Uma das que mais chamou a atenção foi a PEC 10/2020 (Proposta à Emenda Constitucional), que prevê redução salarial em níveis de ganhos dos profissionais dos três poderes da administração pública.
As variações trazidas na PEC e emendas seriam no seguinte montante:
- a) Nenhuma redução para aqueles que recebem até R$ 6,1 mil;
- b) Redução no valor de 26% para quem recebe entre R$ 6,1 mil e R$ 10 mil;
- c) Redução no valor de 30% para quem recebe entre R$ 10 mil e R$ 20 mil;
- d) Redução no valor de 50% para quem recebe mas de R$ 20 mil.
A porcentagem se daria em cima da remuneração bruta recebida pelo servidor ou funcionário público.
Projeto de Lei
Outra proposta vem através de um PL (Projeto de Lei). A medida, porém, seria válida por apenas 3 meses, podendo ser prorrogada por igual período.
O que difere, de fato, a PEC da PL é a questão da possível inconstitucionalidade da medida, já que somente por Emenda à Constituição é que poderia haver redução salarial do funcionalismo público.
As variações no PL para servidores se dariam da seguinte forma:
- a) Nenhuma redução para aqueles servidores que recebem até R$ 5 mil;
- b) Redução de 10% para aqueles servidores que recebem de R$ 5 mil a R$ 10 mil;
- c) Redução de 20% a 50% para salários no serviço público que atinjam valores superiores a R$ 10 mil (em nível de gradação).

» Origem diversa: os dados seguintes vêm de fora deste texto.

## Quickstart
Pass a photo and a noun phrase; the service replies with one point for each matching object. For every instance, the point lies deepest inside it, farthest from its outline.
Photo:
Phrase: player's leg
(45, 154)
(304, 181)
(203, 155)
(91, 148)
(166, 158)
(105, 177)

Os únicos que ficariam de fora da proposta são os servidores e funcionários públicos ligados à saúde e à segurança pública, os quais estão na linha de frente ao combate da pandemia.
“Manobra arriscada”
Rodrigo Maia, presidente da Câmara dos Deputados, polemizou ao defender redução salarial dos concursados.
Segundo afirma, uma economia entre 15% a 20% por mês poderia auxiliar os cofres públicos, mas destacou que o assunto ainda entrará em pauta para ser discutido. Especialistas rechaçam a redução salarial.